"Fences" and "The Piano Lesson" are two extraordinary works created by August Wilson. Throughout these two plays there is a constant struggle while at the same time these stories revolve around a similar theme or symbol. In "Fences", the idea of building the "fence" is very similar to the "piano" in "The Piano Lesson". A major similarity between “The Piano Lesson” and “Fences” is that both plays stick primarily to the same setting. A lot of each play’s meaning has a lot to do with its setting.

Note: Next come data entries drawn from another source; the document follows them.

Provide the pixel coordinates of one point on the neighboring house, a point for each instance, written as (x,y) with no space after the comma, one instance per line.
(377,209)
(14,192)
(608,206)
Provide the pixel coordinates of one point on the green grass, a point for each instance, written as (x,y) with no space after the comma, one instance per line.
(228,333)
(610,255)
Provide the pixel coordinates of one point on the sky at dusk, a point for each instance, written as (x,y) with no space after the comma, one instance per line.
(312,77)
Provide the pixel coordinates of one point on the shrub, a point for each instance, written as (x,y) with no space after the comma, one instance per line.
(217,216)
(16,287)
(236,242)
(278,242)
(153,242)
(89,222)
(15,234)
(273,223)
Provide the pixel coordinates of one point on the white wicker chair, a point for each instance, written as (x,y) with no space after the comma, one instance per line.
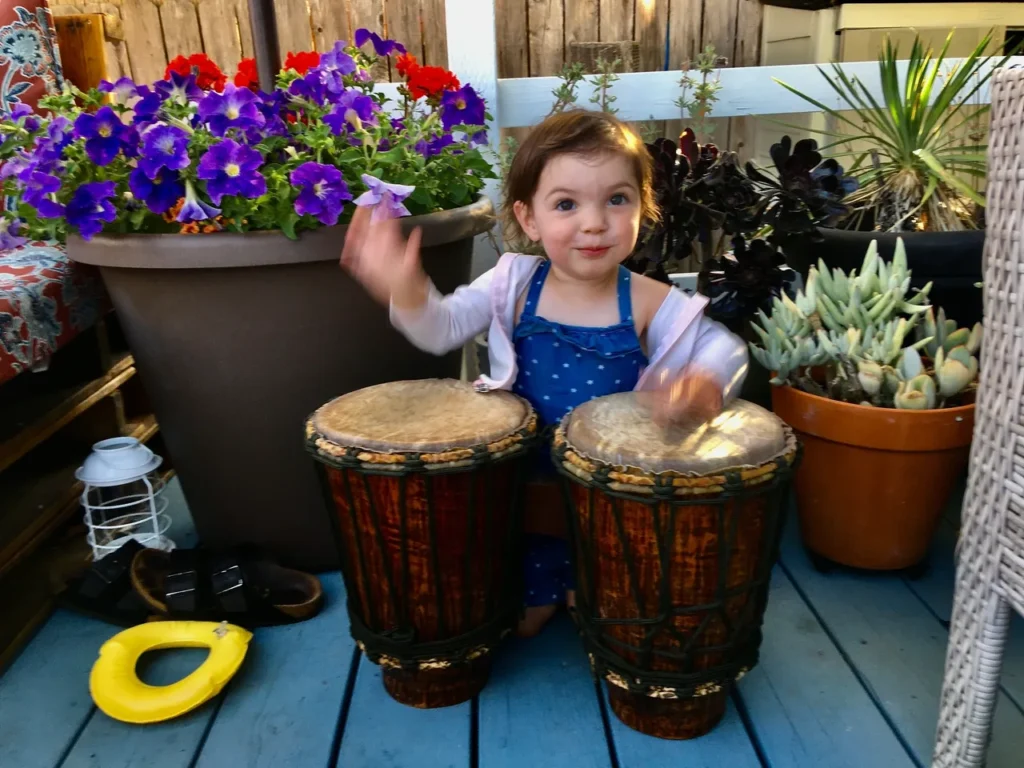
(990,566)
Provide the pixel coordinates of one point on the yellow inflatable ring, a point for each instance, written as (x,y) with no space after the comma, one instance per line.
(118,691)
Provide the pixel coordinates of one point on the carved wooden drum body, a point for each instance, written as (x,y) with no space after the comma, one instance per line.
(424,482)
(674,536)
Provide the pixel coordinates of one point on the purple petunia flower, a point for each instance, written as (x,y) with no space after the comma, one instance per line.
(9,238)
(25,112)
(124,89)
(236,108)
(352,110)
(19,166)
(104,134)
(383,47)
(59,133)
(180,88)
(230,168)
(337,60)
(323,192)
(90,207)
(434,145)
(195,209)
(147,105)
(163,146)
(309,86)
(463,107)
(160,193)
(386,199)
(39,185)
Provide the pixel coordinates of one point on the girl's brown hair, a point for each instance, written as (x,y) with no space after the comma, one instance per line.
(576,132)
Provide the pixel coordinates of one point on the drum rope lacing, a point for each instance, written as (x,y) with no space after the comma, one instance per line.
(605,651)
(398,647)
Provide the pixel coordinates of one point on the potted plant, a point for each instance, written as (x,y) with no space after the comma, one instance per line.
(216,214)
(915,157)
(881,390)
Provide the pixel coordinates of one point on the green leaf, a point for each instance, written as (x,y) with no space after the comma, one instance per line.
(390,157)
(288,225)
(936,167)
(459,193)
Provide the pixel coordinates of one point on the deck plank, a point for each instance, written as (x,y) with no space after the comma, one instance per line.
(936,590)
(283,707)
(382,733)
(541,707)
(44,695)
(898,648)
(108,743)
(728,745)
(805,704)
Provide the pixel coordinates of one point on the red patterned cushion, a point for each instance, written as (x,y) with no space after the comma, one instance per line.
(45,301)
(30,65)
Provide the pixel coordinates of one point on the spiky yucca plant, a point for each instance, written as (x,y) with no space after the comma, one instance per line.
(913,175)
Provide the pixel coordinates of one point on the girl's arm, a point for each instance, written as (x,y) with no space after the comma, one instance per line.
(682,340)
(388,266)
(445,323)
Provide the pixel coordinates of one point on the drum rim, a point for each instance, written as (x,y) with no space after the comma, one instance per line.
(513,442)
(642,481)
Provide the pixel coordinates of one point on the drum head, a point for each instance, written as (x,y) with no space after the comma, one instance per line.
(619,431)
(427,416)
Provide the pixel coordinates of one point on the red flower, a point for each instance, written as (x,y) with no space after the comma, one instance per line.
(247,76)
(431,82)
(301,62)
(208,75)
(407,65)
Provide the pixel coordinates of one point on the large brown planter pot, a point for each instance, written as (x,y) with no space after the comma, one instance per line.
(873,481)
(239,337)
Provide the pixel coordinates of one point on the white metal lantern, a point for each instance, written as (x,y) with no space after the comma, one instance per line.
(123,497)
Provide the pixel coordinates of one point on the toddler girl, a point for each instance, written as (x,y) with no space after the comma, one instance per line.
(570,327)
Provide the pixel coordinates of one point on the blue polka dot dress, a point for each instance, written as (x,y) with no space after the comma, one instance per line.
(559,368)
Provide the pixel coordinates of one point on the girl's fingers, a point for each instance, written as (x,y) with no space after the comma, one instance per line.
(413,249)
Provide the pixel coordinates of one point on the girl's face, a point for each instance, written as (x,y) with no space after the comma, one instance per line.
(586,212)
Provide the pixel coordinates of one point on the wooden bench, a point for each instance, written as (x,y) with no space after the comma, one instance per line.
(48,421)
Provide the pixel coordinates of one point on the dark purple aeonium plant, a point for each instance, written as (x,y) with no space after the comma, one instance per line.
(171,156)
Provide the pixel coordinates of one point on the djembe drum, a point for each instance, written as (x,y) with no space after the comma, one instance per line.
(424,481)
(674,536)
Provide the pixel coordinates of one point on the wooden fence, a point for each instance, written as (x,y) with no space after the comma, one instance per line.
(534,37)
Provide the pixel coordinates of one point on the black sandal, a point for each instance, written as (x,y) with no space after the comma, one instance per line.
(105,592)
(241,586)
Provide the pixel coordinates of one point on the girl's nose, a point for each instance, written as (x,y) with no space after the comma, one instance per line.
(594,219)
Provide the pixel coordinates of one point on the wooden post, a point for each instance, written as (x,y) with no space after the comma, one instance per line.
(265,46)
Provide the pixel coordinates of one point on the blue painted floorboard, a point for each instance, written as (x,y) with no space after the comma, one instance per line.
(382,733)
(283,707)
(541,709)
(44,696)
(936,590)
(898,648)
(806,706)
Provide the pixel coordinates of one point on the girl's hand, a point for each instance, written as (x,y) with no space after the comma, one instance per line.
(386,264)
(693,397)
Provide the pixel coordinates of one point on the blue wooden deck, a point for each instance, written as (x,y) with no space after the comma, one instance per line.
(850,677)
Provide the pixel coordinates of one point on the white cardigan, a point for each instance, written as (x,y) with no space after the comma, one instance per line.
(679,335)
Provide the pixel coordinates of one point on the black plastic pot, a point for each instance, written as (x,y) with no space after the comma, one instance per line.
(950,260)
(240,337)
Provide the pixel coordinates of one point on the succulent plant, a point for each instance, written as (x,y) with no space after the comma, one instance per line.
(857,329)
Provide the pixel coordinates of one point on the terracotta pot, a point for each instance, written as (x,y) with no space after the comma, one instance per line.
(239,337)
(873,481)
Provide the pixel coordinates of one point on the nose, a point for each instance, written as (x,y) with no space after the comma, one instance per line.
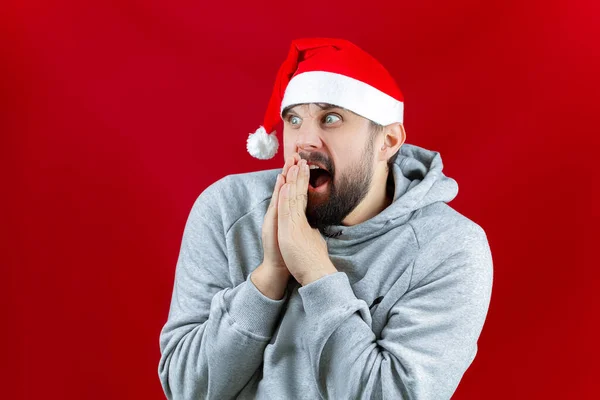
(308,138)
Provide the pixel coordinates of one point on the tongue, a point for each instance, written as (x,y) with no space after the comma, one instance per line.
(321,179)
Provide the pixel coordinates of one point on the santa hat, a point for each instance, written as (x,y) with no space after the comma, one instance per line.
(334,71)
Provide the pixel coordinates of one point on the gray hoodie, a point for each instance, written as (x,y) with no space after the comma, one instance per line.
(400,320)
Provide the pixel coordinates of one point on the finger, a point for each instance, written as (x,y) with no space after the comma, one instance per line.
(283,209)
(302,186)
(291,160)
(293,181)
(274,198)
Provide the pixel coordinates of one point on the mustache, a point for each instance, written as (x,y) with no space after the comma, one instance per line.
(318,158)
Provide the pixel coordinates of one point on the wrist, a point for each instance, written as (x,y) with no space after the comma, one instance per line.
(316,274)
(270,281)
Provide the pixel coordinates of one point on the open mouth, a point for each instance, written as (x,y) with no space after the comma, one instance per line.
(319,179)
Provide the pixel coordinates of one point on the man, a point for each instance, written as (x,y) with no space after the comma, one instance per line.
(344,274)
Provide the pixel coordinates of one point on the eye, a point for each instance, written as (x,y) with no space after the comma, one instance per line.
(332,118)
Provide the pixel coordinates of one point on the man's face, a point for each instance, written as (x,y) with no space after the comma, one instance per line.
(340,141)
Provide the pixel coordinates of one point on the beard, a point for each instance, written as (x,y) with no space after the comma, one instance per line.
(332,207)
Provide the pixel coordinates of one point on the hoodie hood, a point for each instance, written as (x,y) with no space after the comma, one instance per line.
(418,182)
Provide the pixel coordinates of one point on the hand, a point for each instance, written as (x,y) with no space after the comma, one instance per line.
(271,252)
(302,247)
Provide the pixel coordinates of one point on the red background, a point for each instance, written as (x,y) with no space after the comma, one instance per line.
(115,115)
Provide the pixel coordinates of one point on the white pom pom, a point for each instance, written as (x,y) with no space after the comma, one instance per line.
(261,145)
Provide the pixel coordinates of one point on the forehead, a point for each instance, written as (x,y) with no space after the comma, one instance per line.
(297,108)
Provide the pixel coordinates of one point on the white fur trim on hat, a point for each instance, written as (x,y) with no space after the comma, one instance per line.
(262,145)
(341,90)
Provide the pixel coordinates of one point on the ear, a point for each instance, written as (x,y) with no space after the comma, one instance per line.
(394,136)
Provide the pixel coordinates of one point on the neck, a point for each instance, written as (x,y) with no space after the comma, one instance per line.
(377,200)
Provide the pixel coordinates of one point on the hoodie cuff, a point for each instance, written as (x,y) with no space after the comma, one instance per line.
(330,292)
(253,311)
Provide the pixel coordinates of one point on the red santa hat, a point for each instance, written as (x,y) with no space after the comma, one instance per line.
(334,71)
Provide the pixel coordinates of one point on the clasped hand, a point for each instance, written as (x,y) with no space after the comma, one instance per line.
(302,247)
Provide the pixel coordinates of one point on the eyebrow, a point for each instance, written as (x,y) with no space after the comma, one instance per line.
(322,106)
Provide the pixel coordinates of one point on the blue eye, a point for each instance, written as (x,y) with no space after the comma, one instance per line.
(329,117)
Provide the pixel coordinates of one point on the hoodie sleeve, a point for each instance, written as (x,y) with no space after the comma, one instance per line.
(430,338)
(215,334)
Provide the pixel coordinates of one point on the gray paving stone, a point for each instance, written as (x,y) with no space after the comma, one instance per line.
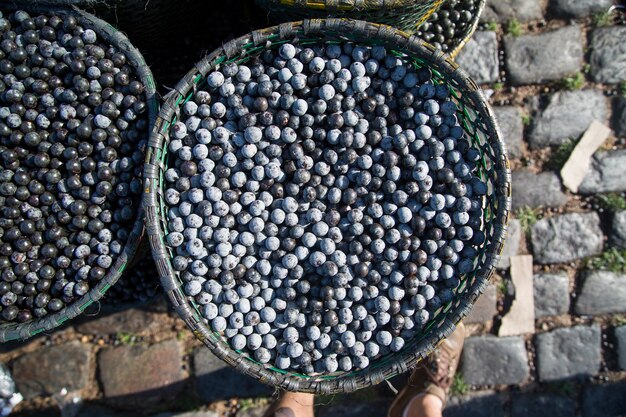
(489,360)
(136,374)
(216,380)
(569,352)
(566,116)
(578,8)
(510,120)
(608,54)
(566,237)
(607,173)
(505,10)
(47,371)
(479,57)
(511,245)
(485,307)
(361,409)
(620,335)
(476,404)
(536,190)
(551,294)
(619,116)
(606,400)
(603,292)
(534,405)
(531,59)
(618,229)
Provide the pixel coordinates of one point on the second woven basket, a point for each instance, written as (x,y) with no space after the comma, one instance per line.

In “Fences,” the play expresses the need to break through the declining social barriers, barriers physically represented by the actual fence around the house. “The Piano Lesson” is about the history of the family and how the characters overcome it, a history which is physically represented in the piano itself both by the spirits believed to be held within and in the many intricate carvings. Both plays also use the same colloquialisms—the same southern, “black” slang way of speaking. This emphasizes the feel and idea of brotherhood among the actors and brings them closer to their audience.
By lowering the elevation of their dialogue, the actors are brought onto the same plane as the audience, and the audience is better able to relate to their plights. This is important because both plays are very emotionally driven, and therefore must connect to the audience on an emotional level as much as possible. While “The Piano Lesson” and “Fences” share many similarities, there are also some key differences which occur in accordance with their intents. “The Piano Lesson” includes a lot of flashback elements, moments when the characters recall and reminisce about their history and past events.
This is very central to the play’s development, since these events are what characterize the extremely symbolic piano, the prop through which the actors release themselves from and come to terms with their past. “Fences,” on the other hand, focuses primarily on leaving the past behind. No flash backs are implemented because the characters are striving to move forward. The only character who lingers in the past ends up falling behind, illustrating the desperate need for people to move forward.